Often times, loans with variable interest rates will start out at a lower rate than fixed loans. But they usually rise enough over the course of the loan that they pretty much equal fixed loans by the time they’re paid off.
That’s not always the case, and many times borrowers will end up paying more than if they had gone with the fixed loan from the very beginning. It’s definitely not fun being surprised a few months in and seeing that your monthly payments have risen.
What requirements are needed for a loan application?
While specific qualifications are likely to vary based on the lender, you can count on some similar guidelines like these:
- You have to live in the state where you take out the loan.
- You have to be at least 18 years old.
- Most require a valid checking or savings account.
- You can’t be a debtor in bankruptcy or about to file for bankruptcy.
- Most require a copy of your government-issued I.D.
- You don’t have to be employed, but you do have to have a steady source of income.
- You must have a valid security number or taxpayer identification number.
How fast can I get the money once approved?
Not to sound like a broken record, but it depends on the lender. Some online lenders are able to deposit the cash instantly into your checking account. Whereas others need one to two business days, if not a little longer.
A word of caution: the faster you get the money, the higher the rates usually are. It’s not written in stone, but is a good rule of thumb.
Can I pay off the loan early?
Some lenders allow borrowers to pay off installment loans early, and some do not. After all, the way they make their money is through interest. The lenders that do allow you to pay off early will usually charge fees to compensate for the loss of money they’d get through interest. Depending on the lender, it may not even be worth it.
On the opposite end, some creditors don’t care if you pay off early and won’t find you at all. If you foresee possibly being able to pay off your installment early, check to see if there will be any fees first.
How do installment loans affect your credit score?
It can improve your credit score, if you make your monthly payments on time. Any type of significant change to your score will require multiple things done on your part.
If you’re specifically getting a loan to help your credit, then double check that the lender actually reports your account activity to the credit reporting agencies (Equifax, Experian, and TransUnion). If they don’t, then find a lender that does.
Installment loans can positively affect your score in two ways. The first way is via your payment history. If you make each monthly payment on time, your score will improve because you’ll have added a positive history to your credit report.

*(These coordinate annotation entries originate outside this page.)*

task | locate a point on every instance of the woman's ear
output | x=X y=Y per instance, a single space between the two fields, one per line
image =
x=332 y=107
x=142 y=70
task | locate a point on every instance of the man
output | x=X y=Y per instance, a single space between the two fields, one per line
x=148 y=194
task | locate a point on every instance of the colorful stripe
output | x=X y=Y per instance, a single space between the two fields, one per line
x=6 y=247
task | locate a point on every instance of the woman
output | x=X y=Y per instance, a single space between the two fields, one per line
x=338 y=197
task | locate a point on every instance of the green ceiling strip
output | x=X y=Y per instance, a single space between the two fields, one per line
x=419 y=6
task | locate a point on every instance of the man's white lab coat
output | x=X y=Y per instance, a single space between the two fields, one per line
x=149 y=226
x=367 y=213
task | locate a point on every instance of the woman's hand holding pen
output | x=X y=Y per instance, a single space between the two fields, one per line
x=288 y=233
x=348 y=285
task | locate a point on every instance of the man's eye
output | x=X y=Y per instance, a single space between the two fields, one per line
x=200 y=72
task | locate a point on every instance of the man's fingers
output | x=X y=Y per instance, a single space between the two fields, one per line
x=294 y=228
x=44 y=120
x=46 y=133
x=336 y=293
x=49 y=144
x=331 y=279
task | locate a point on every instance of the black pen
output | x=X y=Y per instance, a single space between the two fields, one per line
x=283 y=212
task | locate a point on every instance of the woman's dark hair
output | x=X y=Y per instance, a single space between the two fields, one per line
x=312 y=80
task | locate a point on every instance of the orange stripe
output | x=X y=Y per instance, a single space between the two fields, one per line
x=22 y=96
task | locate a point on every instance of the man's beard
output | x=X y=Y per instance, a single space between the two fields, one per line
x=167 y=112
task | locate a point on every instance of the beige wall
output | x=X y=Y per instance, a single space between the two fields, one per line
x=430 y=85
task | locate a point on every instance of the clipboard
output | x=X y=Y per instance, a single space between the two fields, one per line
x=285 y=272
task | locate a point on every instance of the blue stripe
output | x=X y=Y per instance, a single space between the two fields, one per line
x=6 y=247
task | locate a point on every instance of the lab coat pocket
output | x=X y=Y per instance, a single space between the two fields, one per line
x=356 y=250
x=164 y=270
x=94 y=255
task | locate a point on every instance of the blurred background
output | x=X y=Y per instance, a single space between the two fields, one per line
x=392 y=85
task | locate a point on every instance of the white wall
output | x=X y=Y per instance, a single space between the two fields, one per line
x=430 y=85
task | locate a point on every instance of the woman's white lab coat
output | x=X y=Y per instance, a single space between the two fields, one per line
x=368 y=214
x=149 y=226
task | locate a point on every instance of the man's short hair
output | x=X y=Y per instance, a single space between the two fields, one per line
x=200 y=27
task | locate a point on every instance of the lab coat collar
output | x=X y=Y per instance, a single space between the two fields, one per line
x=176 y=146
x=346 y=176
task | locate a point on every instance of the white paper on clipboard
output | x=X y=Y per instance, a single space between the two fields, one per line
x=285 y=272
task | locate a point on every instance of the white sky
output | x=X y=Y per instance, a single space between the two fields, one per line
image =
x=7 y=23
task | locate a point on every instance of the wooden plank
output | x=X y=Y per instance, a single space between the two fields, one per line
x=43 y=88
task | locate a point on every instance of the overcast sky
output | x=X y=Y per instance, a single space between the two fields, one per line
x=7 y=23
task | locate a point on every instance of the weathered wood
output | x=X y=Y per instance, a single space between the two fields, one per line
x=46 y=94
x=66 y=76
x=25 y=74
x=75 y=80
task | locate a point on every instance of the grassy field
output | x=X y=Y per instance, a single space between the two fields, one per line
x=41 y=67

The second way it can improve your credit is via the credit mix category because it diversifies the types of credit you have on your credit report.
Now to the dark side.
Installment loans can also negatively impact your score in two ways. The first way is missing payments. If you don’t make your monthly payments on time, your credit report will incur negative marks and thus lower your score.
The second way it can negatively impact your score is through the balances owed category. Because you’re taking on more debt, the amount of money you owe to third parties will be increased. For this category to help your score as much as possible, you want your debt to be as low as possible.
Don’t worry, the pros outweigh the cons, so nothing is canceling each other out! But, here again, any improvements to your score will be modest as opposed to great.
What is the difference between an installment loan and a payday loan?
Both types of loans are known for getting borrowers cash very fast. And that makes them great for when you have an emergency. However, there are differences between the two — mainly revolving around the length of the loan (or repayment period) and any fees that may occur.
With payday loans, you typically owe the entire amount back (plus any fees) by the time of your next paycheck. That’s why they’re called “payday” loans. Installment loans are different in that they accrue interest on a daily basis. You also have a longer time repayment period to pay the entire amount back.